La Fuente Santa


Servio dejó escrito que no hay ninguna fuente que no sea sagrada. Por supuesto, se refería este clásico romano a las fuentes naturales, no a las que llevan grifo incorporado. Si tenía algo de razón, se han perdido y secado tantas, que sólo fluye ya un cinco por ciento del sagrario original. Pero al menos se ha recuperado la que para muchos fue la fuente más sagrada de todas, la Fuente Santa de la isla de La Palma, a la que iban a curarse en tropel todos los sifilíticos y leprosos que podían costearse el viaje. El tratamiento consistía en zambullirse en unas piletas excavadas en la roca el tiempo necesario para que el azufre fuera suavizando la piel enferma hasta borrar las llagas y supuraciones.

Sin duda el más famoso de los enfermos que se beneficiaron de la Fuente es Pedro de Mendoza y Luján. Recién nombrado por su amigo el Emperador Carlos I Adelantado en el Río de la Plata, y aunque urgía que tomara posesión de sus dominios, no pudo menos que detenerse un mes en la isla bonita. La sífilis que había contraído violando enemigas en el saqueo de Roma le estaba causando ya tantas molestias que apenas se tenía en pie. Casi desfigurado por los nódulos que deformaban su nariz y su frente, escocido por el chancro que se extendía bajo sus genitales e incapaz de expresarse con fluidez a causa de las llagas que colmaban su boca, se resignó a probar las virtudes curativas de la Fuente.

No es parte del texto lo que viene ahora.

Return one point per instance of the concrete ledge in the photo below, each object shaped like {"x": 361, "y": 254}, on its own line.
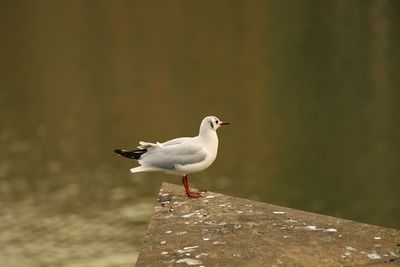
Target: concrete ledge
{"x": 219, "y": 230}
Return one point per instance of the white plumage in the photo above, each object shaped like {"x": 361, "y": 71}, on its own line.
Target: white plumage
{"x": 179, "y": 156}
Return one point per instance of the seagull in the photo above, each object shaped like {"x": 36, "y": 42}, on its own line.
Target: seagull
{"x": 179, "y": 156}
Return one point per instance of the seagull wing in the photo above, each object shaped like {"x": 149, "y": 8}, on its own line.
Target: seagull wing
{"x": 169, "y": 156}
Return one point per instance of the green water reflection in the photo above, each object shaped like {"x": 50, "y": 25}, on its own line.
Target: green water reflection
{"x": 310, "y": 87}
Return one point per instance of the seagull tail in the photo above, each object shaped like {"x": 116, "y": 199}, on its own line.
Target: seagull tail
{"x": 131, "y": 154}
{"x": 144, "y": 169}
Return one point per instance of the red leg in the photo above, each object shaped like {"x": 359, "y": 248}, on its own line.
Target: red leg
{"x": 186, "y": 185}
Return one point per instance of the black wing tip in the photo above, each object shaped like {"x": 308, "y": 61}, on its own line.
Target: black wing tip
{"x": 134, "y": 154}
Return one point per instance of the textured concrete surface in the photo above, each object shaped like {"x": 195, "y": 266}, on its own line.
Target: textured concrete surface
{"x": 219, "y": 230}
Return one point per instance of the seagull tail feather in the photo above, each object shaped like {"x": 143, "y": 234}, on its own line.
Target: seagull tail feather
{"x": 131, "y": 154}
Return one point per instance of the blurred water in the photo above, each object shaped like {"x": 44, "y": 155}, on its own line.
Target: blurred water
{"x": 309, "y": 87}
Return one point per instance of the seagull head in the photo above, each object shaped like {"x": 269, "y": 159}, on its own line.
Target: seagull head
{"x": 211, "y": 123}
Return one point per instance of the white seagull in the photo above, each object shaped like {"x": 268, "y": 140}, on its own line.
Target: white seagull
{"x": 179, "y": 156}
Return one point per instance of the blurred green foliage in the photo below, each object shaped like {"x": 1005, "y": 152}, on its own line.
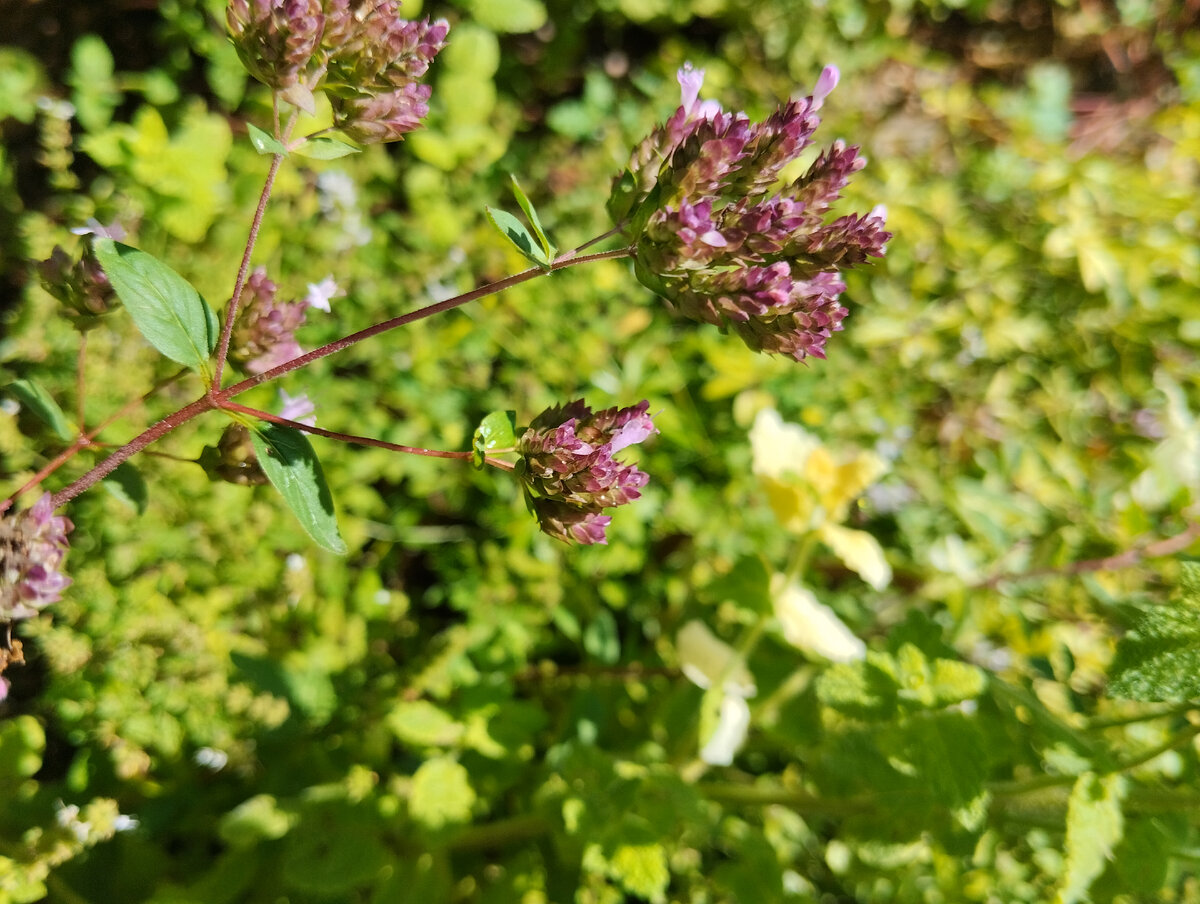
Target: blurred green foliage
{"x": 463, "y": 710}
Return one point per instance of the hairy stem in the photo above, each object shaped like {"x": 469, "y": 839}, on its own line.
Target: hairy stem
{"x": 220, "y": 399}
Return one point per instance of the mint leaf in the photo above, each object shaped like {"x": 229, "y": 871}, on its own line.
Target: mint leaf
{"x": 1159, "y": 658}
{"x": 264, "y": 142}
{"x": 165, "y": 306}
{"x": 1093, "y": 826}
{"x": 289, "y": 462}
{"x": 35, "y": 397}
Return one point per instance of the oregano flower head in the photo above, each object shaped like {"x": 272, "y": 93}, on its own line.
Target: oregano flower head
{"x": 366, "y": 59}
{"x": 569, "y": 471}
{"x": 264, "y": 336}
{"x": 723, "y": 244}
{"x": 33, "y": 545}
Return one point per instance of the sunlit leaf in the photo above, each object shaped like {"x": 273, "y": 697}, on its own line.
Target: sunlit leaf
{"x": 35, "y": 397}
{"x": 165, "y": 306}
{"x": 288, "y": 459}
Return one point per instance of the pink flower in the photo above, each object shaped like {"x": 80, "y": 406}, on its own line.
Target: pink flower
{"x": 33, "y": 545}
{"x": 570, "y": 474}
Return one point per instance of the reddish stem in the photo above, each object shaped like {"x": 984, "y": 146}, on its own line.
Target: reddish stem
{"x": 361, "y": 439}
{"x": 243, "y": 270}
{"x": 219, "y": 399}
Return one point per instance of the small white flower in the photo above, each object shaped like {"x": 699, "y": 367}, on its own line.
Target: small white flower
{"x": 322, "y": 293}
{"x": 730, "y": 732}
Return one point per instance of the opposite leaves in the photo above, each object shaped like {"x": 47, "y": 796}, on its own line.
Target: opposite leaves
{"x": 291, "y": 465}
{"x": 165, "y": 306}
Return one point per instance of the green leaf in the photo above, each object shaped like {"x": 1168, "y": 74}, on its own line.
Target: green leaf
{"x": 289, "y": 462}
{"x": 264, "y": 142}
{"x": 39, "y": 401}
{"x": 327, "y": 149}
{"x": 1095, "y": 825}
{"x": 600, "y": 638}
{"x": 532, "y": 214}
{"x": 747, "y": 585}
{"x": 330, "y": 863}
{"x": 497, "y": 430}
{"x": 1159, "y": 658}
{"x": 419, "y": 723}
{"x": 127, "y": 485}
{"x": 516, "y": 233}
{"x": 165, "y": 306}
{"x": 441, "y": 794}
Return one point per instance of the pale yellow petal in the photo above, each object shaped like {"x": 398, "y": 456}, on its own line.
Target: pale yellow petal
{"x": 861, "y": 552}
{"x": 813, "y": 627}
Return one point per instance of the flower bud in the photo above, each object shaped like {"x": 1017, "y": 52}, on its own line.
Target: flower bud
{"x": 33, "y": 545}
{"x": 569, "y": 471}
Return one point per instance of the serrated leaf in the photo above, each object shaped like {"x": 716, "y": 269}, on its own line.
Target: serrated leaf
{"x": 516, "y": 233}
{"x": 532, "y": 214}
{"x": 35, "y": 397}
{"x": 497, "y": 430}
{"x": 127, "y": 485}
{"x": 327, "y": 149}
{"x": 441, "y": 794}
{"x": 264, "y": 142}
{"x": 165, "y": 306}
{"x": 289, "y": 462}
{"x": 1159, "y": 658}
{"x": 1095, "y": 825}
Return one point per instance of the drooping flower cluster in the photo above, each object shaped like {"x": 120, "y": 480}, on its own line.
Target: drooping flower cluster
{"x": 359, "y": 52}
{"x": 720, "y": 245}
{"x": 569, "y": 471}
{"x": 264, "y": 335}
{"x": 81, "y": 285}
{"x": 33, "y": 545}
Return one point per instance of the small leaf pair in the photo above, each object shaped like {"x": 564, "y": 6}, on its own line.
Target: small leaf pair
{"x": 543, "y": 253}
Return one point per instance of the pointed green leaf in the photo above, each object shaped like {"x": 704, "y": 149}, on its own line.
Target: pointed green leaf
{"x": 165, "y": 306}
{"x": 441, "y": 794}
{"x": 327, "y": 149}
{"x": 39, "y": 401}
{"x": 127, "y": 485}
{"x": 532, "y": 214}
{"x": 1159, "y": 658}
{"x": 495, "y": 431}
{"x": 264, "y": 142}
{"x": 1093, "y": 826}
{"x": 289, "y": 462}
{"x": 515, "y": 232}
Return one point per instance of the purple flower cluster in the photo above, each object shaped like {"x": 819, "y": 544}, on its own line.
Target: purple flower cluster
{"x": 718, "y": 240}
{"x": 359, "y": 52}
{"x": 33, "y": 545}
{"x": 569, "y": 471}
{"x": 264, "y": 336}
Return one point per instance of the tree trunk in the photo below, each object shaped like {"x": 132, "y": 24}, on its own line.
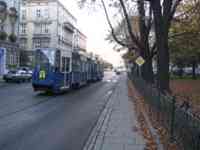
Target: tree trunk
{"x": 194, "y": 70}
{"x": 146, "y": 69}
{"x": 161, "y": 32}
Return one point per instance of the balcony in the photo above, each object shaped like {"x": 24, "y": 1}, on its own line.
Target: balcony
{"x": 41, "y": 35}
{"x": 68, "y": 26}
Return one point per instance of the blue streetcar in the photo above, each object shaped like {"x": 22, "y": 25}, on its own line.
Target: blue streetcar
{"x": 55, "y": 71}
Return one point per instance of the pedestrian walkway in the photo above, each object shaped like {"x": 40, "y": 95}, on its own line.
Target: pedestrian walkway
{"x": 118, "y": 130}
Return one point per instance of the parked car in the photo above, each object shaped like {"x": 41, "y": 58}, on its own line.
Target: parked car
{"x": 17, "y": 76}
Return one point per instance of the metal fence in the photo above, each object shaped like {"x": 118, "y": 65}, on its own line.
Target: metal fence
{"x": 182, "y": 125}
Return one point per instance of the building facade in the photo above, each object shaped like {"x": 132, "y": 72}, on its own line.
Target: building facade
{"x": 9, "y": 32}
{"x": 47, "y": 24}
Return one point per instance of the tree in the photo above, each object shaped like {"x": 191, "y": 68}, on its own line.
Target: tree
{"x": 185, "y": 32}
{"x": 3, "y": 15}
{"x": 163, "y": 12}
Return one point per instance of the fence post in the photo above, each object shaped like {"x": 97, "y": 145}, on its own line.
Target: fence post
{"x": 172, "y": 118}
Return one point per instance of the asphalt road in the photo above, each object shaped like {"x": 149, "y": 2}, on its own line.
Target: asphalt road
{"x": 36, "y": 121}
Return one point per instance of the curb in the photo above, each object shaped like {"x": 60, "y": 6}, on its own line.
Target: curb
{"x": 103, "y": 120}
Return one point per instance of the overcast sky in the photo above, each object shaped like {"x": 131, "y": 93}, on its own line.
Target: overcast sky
{"x": 94, "y": 26}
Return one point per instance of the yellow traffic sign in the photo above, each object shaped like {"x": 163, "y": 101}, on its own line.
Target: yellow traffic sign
{"x": 140, "y": 61}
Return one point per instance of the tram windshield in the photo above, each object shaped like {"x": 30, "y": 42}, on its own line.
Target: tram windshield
{"x": 45, "y": 58}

El guardián del venero, Luis Tisanguaré, le advirtió que se necesitaban al menos tres meses para sanar, pero el Adelantado ya estaba impelido por esto que abunda ahora tanto y entonces mucho menos, la prisa, y le contestó que habría de bastar con treinta días. Aun así el tratamiento le cicatrizó los signos exteriores de la enfermedad y le concedió una prórroga de año y medio, suficiente para llegar a América, tomar posesión de sus dominios, fundar la ciudad de Buenos Aires y morir en el viaje de regreso. Su cuerpo fue arrojado al mar en 1537. La Fuente le sobrevivió ciento cincuenta años, hasta que el volcán de San Antonio la sepultó bajo una tempestad de lava, cascotes y piroclastos en 1677.

Sabios, curas, adivinos, ingenieros y gurús de distinto pelaje intentaron en distintas épocas desenterrarla, sin éxito. Poco a poco, su ubicación fue cayendo en el olvido y hasta la seguridad de que había existido alguna vez empezó a disolverse, hasta quedar reducida a una leyenda borrosa. Después de más de tres siglos, un ingeniero canario, especialista en obras hidráulicas, Carlos Soler Liceras, se obsesionó con desenterrarla y no cejó en su empeño hasta conseguirlo en 2005. Tuvo que perforar el basalto creando una galería de casi doscientos metros para acceder, después de muchos tanteos, al agua que curaba enfermos de la piel.

Sus ayudantes y él mismo lo celebraron dándose un baño victorioso. Asegura que la inmersión en una de las piscinas caldeadas resultó deliciosa, aunque cualquier parte del cuerpo que asomaban se enfriaba de inmediato. Dice que se untaron el cuerpo con una capa de barro grisáceo, que había sedimentado en el lecho de la charca. Nunca habían sentido tan suave su propia piel. Todo esto y muchas cosas más relata en un volumen grueso, compacto, generosamente ilustrado, editado con ayuda del gobierno de Canarias. Todo, ya digo, incluida la historia del Adelantado Pedro de Mendoza. Lo hace con afanes de novelista, demostrando a su pesar que es mucho mejor ingeniero que narrador.